Much of my work is ‘created by hand’ on the computer, but has the look and feel of real paint. I find the computer enables me to experiment and to learn from an infinite number of color, value, line and space permutations, still allowing for the history of a piece to show through the layers. Using brushstrokes and other elements and sometimes whole layers from previous work helps to connect each work to the other. The happy accidents of chance combinations are an added bonus. In the last few years I have used the encaustic medium to add to the luminous quality of my work.
The term ‘created by hand’ on the computer means I do not use pre-programmed automatic filters to make my imagery. I paint both directly on the computer and I also paint with real paint, and combine bits of each using the computer.
To paint on the computer directly, I use Corel’s natural-media painting software Painter with a Wacom tablet and a pressure-sensitive pen, enabling me to create digital paint strokes that look like real chalk or real pencil or real charcoal or real watercolor or any of an infinite variety of traditional or user-created media, with the thickness of the line depending on the amount of pressure and speed I apply to the pen. I then may pull individual paint strokes from various prints, paintings or doodles I’ve created myself with real acrylic paint or gouache or pencil or pen or ink, or encaustic, or encaustic monotype, by scanning them in to the computer, and then using Adobe Photoshop software, isolating the strokes I want to use. Again using the software Adobe Photoshop on the computer, I combine bits of these ‘real paint strokes’ with bits of my ‘digital paint strokes’ created earlier, using many different layers, with varying opacities and translucencies.
I may go through literally hundreds of iterations, as I painstakingly use the computer to adjust the composition, amount of transparency and opacity in each layer, the sharpness and the depth, and the light and the brightness and saturation and hue of each of the colors.
When I’m satisfied with the piece, which up until now, has only existed on the computer, I then print the piece myself on my Epson 9800 wide format printer to be sure I'm getting the desired colors, using Epson’s archival pigment ink on Moab Unryu 55 paper (a Japanese inkjet printable paper made by Awagami in Japan) which I buy on a 44” wide roll from B&H Photo and Video or Adorama Photo. Afterwards, using a hot palette, I infuse the print with melted encaustic medium that I’ve made myself using beeswax and damar resin (from R&F Encaustics).

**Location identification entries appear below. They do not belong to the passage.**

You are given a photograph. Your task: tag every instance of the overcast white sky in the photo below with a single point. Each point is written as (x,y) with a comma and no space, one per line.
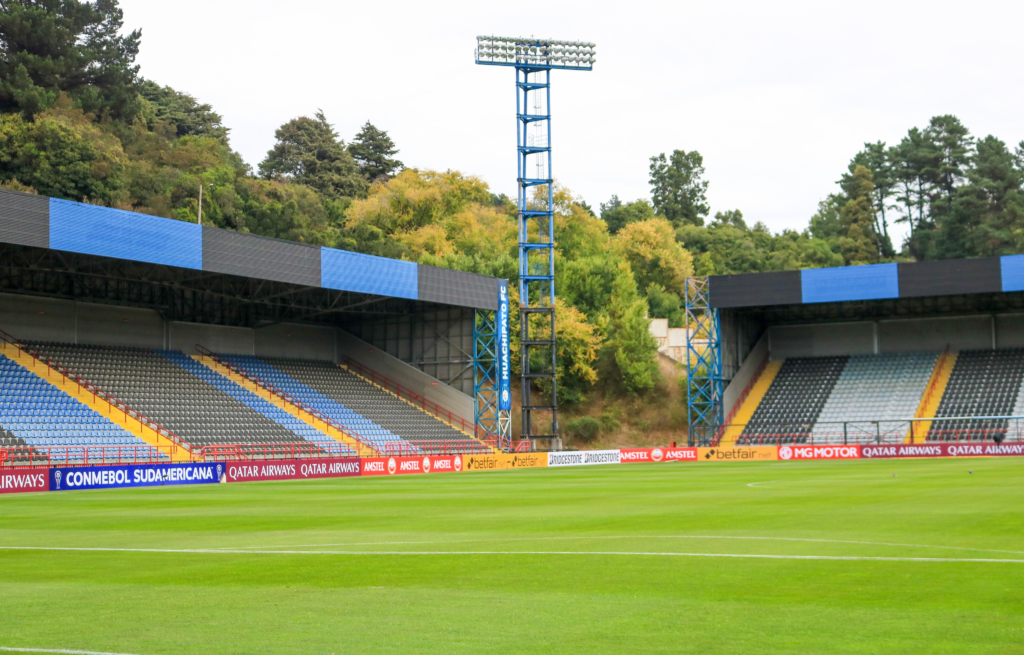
(777,96)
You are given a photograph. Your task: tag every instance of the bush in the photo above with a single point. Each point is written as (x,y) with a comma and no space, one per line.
(585,429)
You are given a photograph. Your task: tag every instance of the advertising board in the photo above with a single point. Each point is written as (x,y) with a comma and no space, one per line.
(18,480)
(505,461)
(818,452)
(152,475)
(942,450)
(756,453)
(583,457)
(657,454)
(407,466)
(292,469)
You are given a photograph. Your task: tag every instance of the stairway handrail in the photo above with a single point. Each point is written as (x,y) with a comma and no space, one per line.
(99,393)
(259,382)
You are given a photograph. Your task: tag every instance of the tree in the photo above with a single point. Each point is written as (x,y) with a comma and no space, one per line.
(859,244)
(181,112)
(876,159)
(677,188)
(51,47)
(630,349)
(653,255)
(374,150)
(309,153)
(617,214)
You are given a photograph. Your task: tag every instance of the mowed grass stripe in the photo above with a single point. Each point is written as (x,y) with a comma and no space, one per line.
(155,603)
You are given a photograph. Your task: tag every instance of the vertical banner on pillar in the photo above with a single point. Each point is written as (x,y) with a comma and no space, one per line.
(502,346)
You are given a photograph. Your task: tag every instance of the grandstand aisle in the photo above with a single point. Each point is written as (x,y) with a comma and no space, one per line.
(794,401)
(876,388)
(983,383)
(299,428)
(35,413)
(373,402)
(197,411)
(380,438)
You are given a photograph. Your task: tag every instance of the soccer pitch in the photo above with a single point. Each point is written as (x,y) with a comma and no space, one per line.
(824,557)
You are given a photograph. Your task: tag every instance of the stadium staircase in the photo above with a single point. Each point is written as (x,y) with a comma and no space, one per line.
(749,404)
(933,395)
(793,402)
(983,383)
(875,394)
(199,413)
(284,402)
(370,433)
(432,410)
(64,419)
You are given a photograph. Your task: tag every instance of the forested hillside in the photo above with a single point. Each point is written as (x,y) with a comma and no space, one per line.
(79,121)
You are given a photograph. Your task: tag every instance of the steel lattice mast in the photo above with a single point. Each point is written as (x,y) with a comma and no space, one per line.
(534,59)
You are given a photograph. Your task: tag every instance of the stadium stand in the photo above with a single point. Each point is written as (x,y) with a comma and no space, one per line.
(379,437)
(279,416)
(37,415)
(876,394)
(793,403)
(983,383)
(199,412)
(377,404)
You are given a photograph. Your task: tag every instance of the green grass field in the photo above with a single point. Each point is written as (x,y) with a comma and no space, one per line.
(531,561)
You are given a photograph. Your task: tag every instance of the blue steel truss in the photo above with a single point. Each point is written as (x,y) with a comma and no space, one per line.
(534,59)
(704,363)
(493,423)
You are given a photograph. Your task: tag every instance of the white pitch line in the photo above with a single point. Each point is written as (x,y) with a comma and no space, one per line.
(50,650)
(627,536)
(841,558)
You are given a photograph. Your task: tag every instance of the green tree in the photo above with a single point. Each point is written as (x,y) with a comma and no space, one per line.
(181,112)
(374,153)
(859,244)
(678,190)
(630,350)
(617,214)
(51,47)
(309,153)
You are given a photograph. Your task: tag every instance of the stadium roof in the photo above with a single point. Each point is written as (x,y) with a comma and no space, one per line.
(162,251)
(877,281)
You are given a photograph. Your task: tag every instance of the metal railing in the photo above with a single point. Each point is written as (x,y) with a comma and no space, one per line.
(99,394)
(284,395)
(258,451)
(31,456)
(467,427)
(944,429)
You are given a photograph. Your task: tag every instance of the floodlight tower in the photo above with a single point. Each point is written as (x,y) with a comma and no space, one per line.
(534,59)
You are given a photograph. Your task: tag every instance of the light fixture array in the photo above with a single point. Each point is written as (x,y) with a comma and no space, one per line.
(541,51)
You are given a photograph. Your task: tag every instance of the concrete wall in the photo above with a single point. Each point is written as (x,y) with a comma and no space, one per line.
(406,375)
(911,335)
(821,340)
(292,340)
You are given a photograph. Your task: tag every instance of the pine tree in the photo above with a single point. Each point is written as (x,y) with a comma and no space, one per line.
(309,151)
(374,151)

The transparent encaustic medium enhances the digital layering and gives the piece a unique luminous quality, as the light filters through the wax. It also makes the Japanese paper and the colors transparent -- so I then paint the back of the piece with white acrylic paint which removes this transparency and enhances the colors as seen through the wax. The final piece can either float one inch off the wall using small magnets mounted onto clear plexiglas strips or alternatively the work can be floated in whitewashed maple museum quality frames from Metropolitan Picture Framing in Minneapolis, Minnesota.
I like to use Metropolitan whitewashed maple frames to float my pieces, using magnets to hold the pieces in place on the white Rising museum board. The magnets are necessary since hinging tape cannot be used on the backs of the pieces -- the tape would remove the fragile but stable white acrylic paint layer from the back of the piece.